WAUKESHA, Wis. – It was an emotional homecoming for Republican Rep. Paul Ryan. Just 48 hours after he snuck out his back door to make his way to the announcement of his vice presidential candidacy in Norfolk, Va., he returned as a home-state hero.
Thousands cheered for Ryan and his family as they took the stage in the Waukesha County Expo Center. A visibly emotional Ryan wiped tears from his eyes as he joked that half the crowd -- estimated by the campaign at 10,000 -- was made up of his relatives. He is a fifth generation Wisconsinite and many Ryans have resided in nearby Janesville.
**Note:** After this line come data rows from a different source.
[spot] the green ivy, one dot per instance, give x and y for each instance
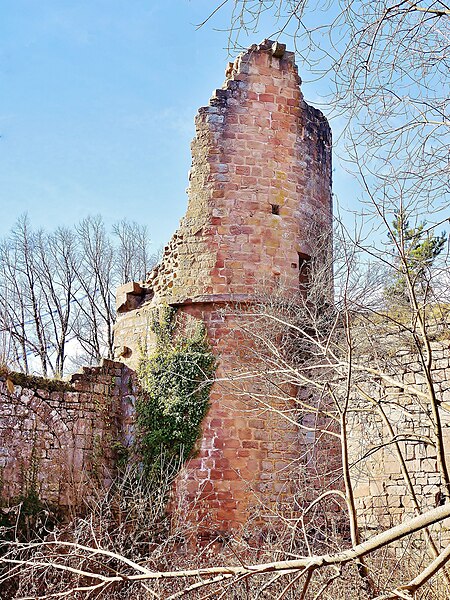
(176, 379)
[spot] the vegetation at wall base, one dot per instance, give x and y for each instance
(176, 379)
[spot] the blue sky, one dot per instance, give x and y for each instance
(97, 106)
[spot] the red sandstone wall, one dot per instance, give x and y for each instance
(259, 149)
(257, 144)
(62, 442)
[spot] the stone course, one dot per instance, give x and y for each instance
(382, 496)
(62, 443)
(259, 198)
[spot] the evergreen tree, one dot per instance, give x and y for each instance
(416, 249)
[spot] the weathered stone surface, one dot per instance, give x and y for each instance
(259, 196)
(61, 443)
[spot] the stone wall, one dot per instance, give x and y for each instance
(259, 199)
(382, 495)
(60, 439)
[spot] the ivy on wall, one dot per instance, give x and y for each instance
(176, 378)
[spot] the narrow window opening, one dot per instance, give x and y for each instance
(304, 271)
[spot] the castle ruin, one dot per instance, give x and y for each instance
(259, 190)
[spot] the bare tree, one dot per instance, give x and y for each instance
(59, 287)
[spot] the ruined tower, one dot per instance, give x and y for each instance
(259, 195)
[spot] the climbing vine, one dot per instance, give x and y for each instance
(176, 378)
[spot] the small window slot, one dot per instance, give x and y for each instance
(304, 270)
(275, 209)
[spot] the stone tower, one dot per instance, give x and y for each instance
(259, 193)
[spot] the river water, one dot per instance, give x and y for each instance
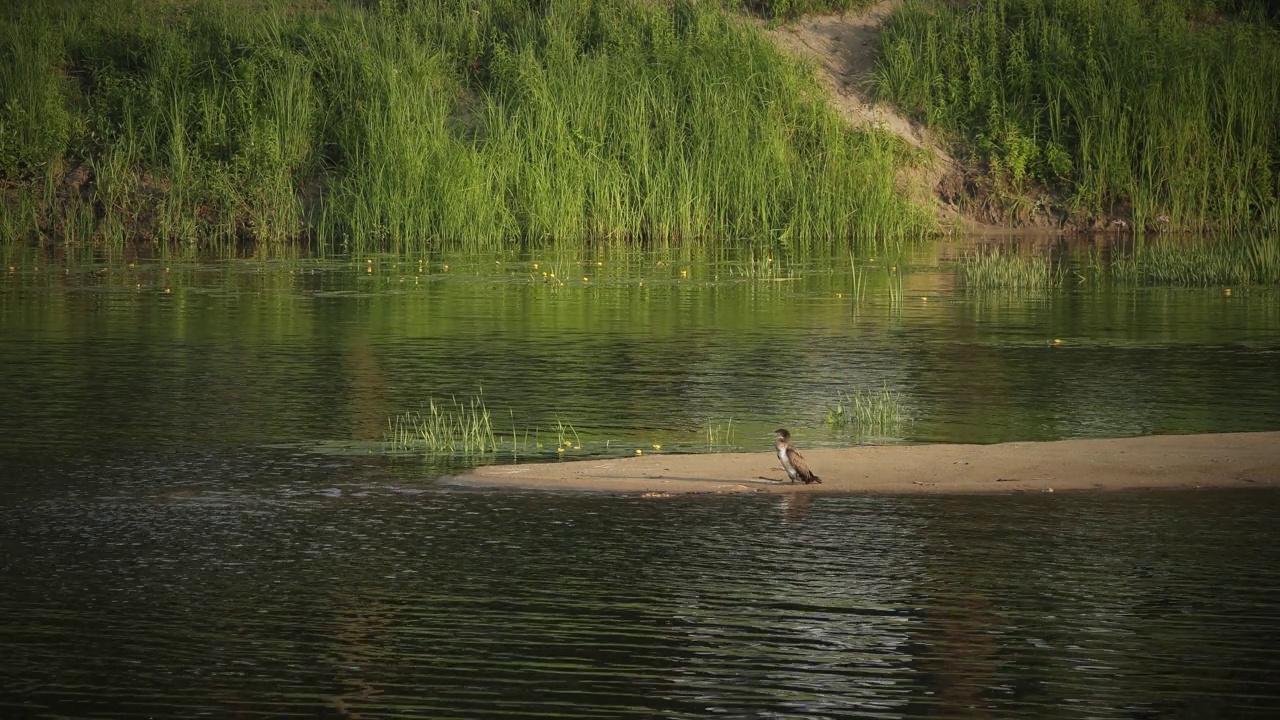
(199, 518)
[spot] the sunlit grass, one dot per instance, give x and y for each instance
(1252, 259)
(1164, 110)
(414, 126)
(869, 413)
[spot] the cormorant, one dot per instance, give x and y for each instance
(791, 459)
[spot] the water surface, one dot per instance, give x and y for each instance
(197, 516)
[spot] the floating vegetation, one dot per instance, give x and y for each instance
(869, 413)
(457, 428)
(1006, 269)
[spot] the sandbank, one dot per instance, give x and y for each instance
(1152, 461)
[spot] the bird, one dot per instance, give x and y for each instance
(791, 459)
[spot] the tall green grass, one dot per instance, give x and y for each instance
(1251, 259)
(426, 123)
(794, 9)
(462, 428)
(1008, 269)
(869, 413)
(1166, 110)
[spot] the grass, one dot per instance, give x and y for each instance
(721, 436)
(794, 9)
(1008, 269)
(869, 413)
(1251, 259)
(1166, 112)
(411, 126)
(457, 428)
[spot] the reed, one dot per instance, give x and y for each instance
(412, 126)
(456, 428)
(1249, 259)
(869, 413)
(1008, 269)
(1162, 110)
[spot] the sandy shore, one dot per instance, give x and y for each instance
(1156, 461)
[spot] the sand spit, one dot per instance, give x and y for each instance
(1155, 461)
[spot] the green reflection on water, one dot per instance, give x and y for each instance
(634, 349)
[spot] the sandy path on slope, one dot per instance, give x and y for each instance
(1155, 461)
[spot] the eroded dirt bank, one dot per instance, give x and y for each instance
(1156, 461)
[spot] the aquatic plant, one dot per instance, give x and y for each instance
(721, 434)
(462, 428)
(1166, 110)
(792, 9)
(424, 123)
(869, 413)
(1008, 269)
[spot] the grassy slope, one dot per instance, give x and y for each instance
(1162, 110)
(434, 122)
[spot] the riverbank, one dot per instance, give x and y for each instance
(1147, 463)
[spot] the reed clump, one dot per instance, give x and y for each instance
(1251, 259)
(1162, 110)
(1008, 269)
(453, 428)
(869, 413)
(424, 123)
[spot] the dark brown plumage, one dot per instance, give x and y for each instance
(791, 460)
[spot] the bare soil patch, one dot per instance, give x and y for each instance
(1155, 461)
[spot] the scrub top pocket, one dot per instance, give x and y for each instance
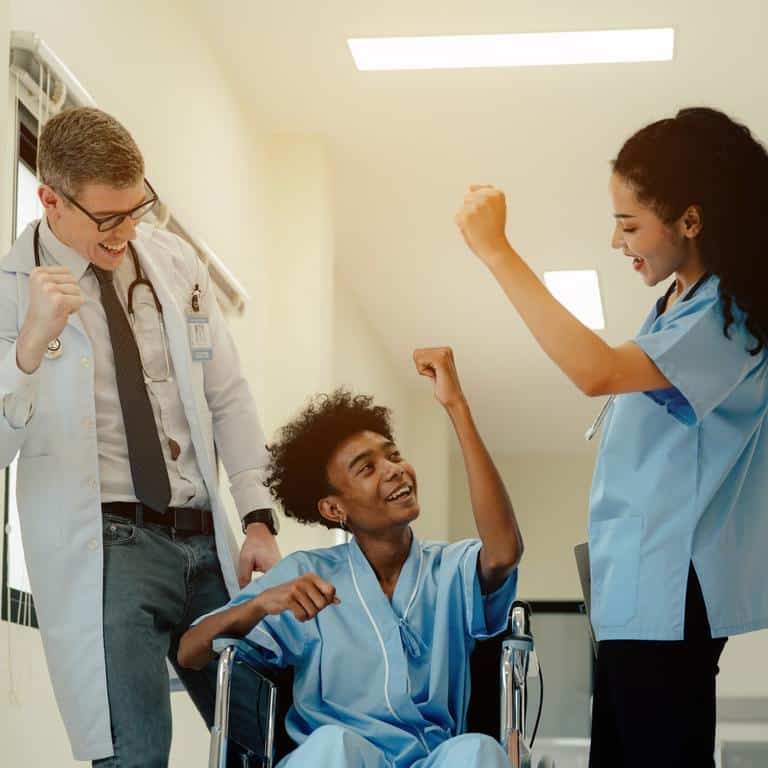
(615, 556)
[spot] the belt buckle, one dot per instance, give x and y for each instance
(187, 520)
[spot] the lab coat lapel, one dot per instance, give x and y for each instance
(174, 320)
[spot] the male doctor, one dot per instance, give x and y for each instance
(120, 385)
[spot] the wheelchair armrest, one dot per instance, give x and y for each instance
(243, 645)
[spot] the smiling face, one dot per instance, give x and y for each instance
(657, 249)
(74, 229)
(376, 487)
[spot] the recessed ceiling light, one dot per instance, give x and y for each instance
(579, 292)
(519, 50)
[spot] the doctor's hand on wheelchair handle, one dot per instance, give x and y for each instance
(304, 597)
(438, 364)
(54, 294)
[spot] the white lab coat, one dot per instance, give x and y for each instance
(58, 470)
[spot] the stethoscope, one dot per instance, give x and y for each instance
(660, 306)
(55, 347)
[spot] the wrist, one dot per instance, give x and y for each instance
(30, 348)
(253, 522)
(250, 615)
(500, 255)
(457, 407)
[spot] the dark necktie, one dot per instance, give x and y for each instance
(148, 470)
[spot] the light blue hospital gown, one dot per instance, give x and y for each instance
(681, 477)
(396, 675)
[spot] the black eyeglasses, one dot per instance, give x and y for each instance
(106, 223)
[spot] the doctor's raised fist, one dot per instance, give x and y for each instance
(54, 295)
(482, 219)
(437, 363)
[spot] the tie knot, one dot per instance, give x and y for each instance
(104, 276)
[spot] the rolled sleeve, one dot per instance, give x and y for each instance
(487, 615)
(703, 364)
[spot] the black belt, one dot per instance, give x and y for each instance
(179, 519)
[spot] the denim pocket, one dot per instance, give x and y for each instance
(118, 531)
(614, 549)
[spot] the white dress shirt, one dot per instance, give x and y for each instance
(187, 486)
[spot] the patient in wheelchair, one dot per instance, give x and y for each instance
(379, 630)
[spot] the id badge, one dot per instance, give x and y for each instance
(199, 336)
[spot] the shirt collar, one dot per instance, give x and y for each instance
(60, 253)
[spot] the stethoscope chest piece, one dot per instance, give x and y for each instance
(54, 349)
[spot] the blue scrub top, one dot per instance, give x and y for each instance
(681, 477)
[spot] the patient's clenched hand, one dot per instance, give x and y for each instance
(438, 364)
(482, 221)
(304, 597)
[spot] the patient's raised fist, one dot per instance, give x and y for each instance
(438, 364)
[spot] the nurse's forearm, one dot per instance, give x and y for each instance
(494, 515)
(195, 648)
(579, 352)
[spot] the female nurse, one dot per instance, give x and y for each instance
(678, 525)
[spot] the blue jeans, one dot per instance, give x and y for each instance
(155, 585)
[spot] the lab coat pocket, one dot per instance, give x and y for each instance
(615, 556)
(40, 490)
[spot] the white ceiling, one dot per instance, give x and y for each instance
(406, 144)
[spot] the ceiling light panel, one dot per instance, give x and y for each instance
(518, 50)
(579, 292)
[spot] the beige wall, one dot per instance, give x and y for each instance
(421, 427)
(550, 495)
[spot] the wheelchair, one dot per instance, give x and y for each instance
(248, 730)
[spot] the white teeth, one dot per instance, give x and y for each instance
(113, 248)
(399, 493)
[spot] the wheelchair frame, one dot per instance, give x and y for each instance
(516, 649)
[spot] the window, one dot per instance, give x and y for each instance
(17, 603)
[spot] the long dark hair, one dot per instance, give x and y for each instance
(702, 157)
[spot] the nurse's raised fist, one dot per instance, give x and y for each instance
(438, 364)
(54, 295)
(482, 219)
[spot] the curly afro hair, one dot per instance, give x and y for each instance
(297, 474)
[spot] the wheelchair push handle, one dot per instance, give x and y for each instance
(515, 657)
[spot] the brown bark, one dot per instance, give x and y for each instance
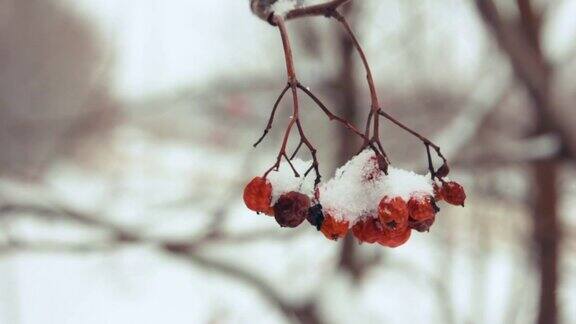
(347, 145)
(523, 47)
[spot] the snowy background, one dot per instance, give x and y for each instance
(126, 131)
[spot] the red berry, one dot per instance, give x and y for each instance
(437, 192)
(421, 208)
(372, 170)
(393, 212)
(368, 229)
(421, 226)
(258, 195)
(332, 228)
(453, 193)
(291, 209)
(396, 237)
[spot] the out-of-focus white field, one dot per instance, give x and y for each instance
(473, 267)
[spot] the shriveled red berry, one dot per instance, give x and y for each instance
(368, 229)
(393, 211)
(421, 208)
(395, 238)
(373, 169)
(453, 193)
(258, 195)
(437, 192)
(333, 228)
(421, 226)
(291, 209)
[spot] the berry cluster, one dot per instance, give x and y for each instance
(377, 207)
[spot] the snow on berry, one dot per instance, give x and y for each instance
(258, 195)
(291, 209)
(421, 226)
(349, 196)
(377, 207)
(421, 208)
(453, 193)
(284, 181)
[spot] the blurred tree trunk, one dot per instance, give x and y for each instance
(347, 144)
(521, 41)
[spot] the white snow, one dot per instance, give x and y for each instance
(284, 180)
(349, 196)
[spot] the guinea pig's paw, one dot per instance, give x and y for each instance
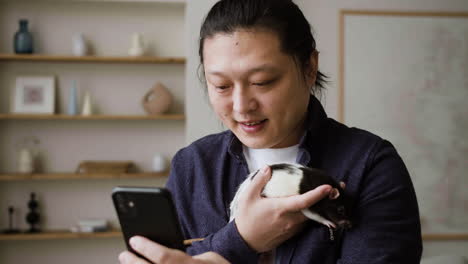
(334, 193)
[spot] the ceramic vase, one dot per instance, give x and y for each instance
(159, 163)
(87, 110)
(79, 45)
(157, 100)
(72, 100)
(137, 46)
(25, 161)
(23, 42)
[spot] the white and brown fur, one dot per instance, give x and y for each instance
(291, 179)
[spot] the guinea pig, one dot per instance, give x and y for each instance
(291, 179)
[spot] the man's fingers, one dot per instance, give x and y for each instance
(211, 257)
(258, 182)
(298, 202)
(129, 258)
(153, 251)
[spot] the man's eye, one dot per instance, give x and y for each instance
(263, 83)
(341, 210)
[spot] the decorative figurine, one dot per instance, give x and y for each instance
(11, 229)
(159, 163)
(72, 101)
(157, 100)
(33, 216)
(27, 155)
(87, 108)
(23, 42)
(80, 47)
(138, 47)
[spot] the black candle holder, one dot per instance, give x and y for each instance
(11, 229)
(33, 216)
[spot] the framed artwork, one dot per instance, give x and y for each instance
(404, 76)
(34, 95)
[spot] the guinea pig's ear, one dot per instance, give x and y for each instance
(334, 193)
(342, 185)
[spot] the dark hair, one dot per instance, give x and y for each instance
(281, 16)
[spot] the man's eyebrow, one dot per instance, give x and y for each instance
(261, 68)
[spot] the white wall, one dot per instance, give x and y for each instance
(323, 16)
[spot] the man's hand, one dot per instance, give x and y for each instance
(264, 223)
(162, 255)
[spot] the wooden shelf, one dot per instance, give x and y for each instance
(92, 117)
(58, 234)
(178, 2)
(92, 59)
(79, 176)
(63, 234)
(445, 236)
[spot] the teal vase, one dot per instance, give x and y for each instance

"My veins run with cheese, bratwurst, a little Spotted Cow, Leiney's, and some Miller. I was raised on the Packers, Badgers, Bucks and Brewers. I like to hunt here, I like to fish here, I like to snowmobile here. I even think ice fishing is interesting," Ryan said, calling out his favorite state foods and sports teams. "I'm a Wisconsinite through and through, and I just got to tell you how much this means to be home."
Voters in the audience said they were proud of Ryan’s ascension to the national stage and it made them more excited about voting for Mitt Romney, who will become the GOP presidential nominee in Tampa late this month.
"It's great to have a local guy on the ticket," said Dale Sanders of Waukesha. Nancy Stutler of Hartland, Wis., predicted, "We have a very good chance of winning."
A handful of protestors interrupted the sentimental mood, but Romney appeared unfazed and offered the shouters a civics lesson. “You see young man, this group here is respectful of other people’s rights to be heard,” he said to one of the disrupters. “And you ought to find yourself a different place to be disruptive, because here we believe in listening to people with dignity and respect.”
Romney then took the opportunity to lace into President Obama, calling on him to elevate the tone of the campaign. “Mr. President, take your campaign out of the gutter. Let’s talk about the real issues that America faces,” he said, his voice raised as the crowd cheered its approval.
Both campaigns have been running highly negative ads and charging each other with playing dirty politics.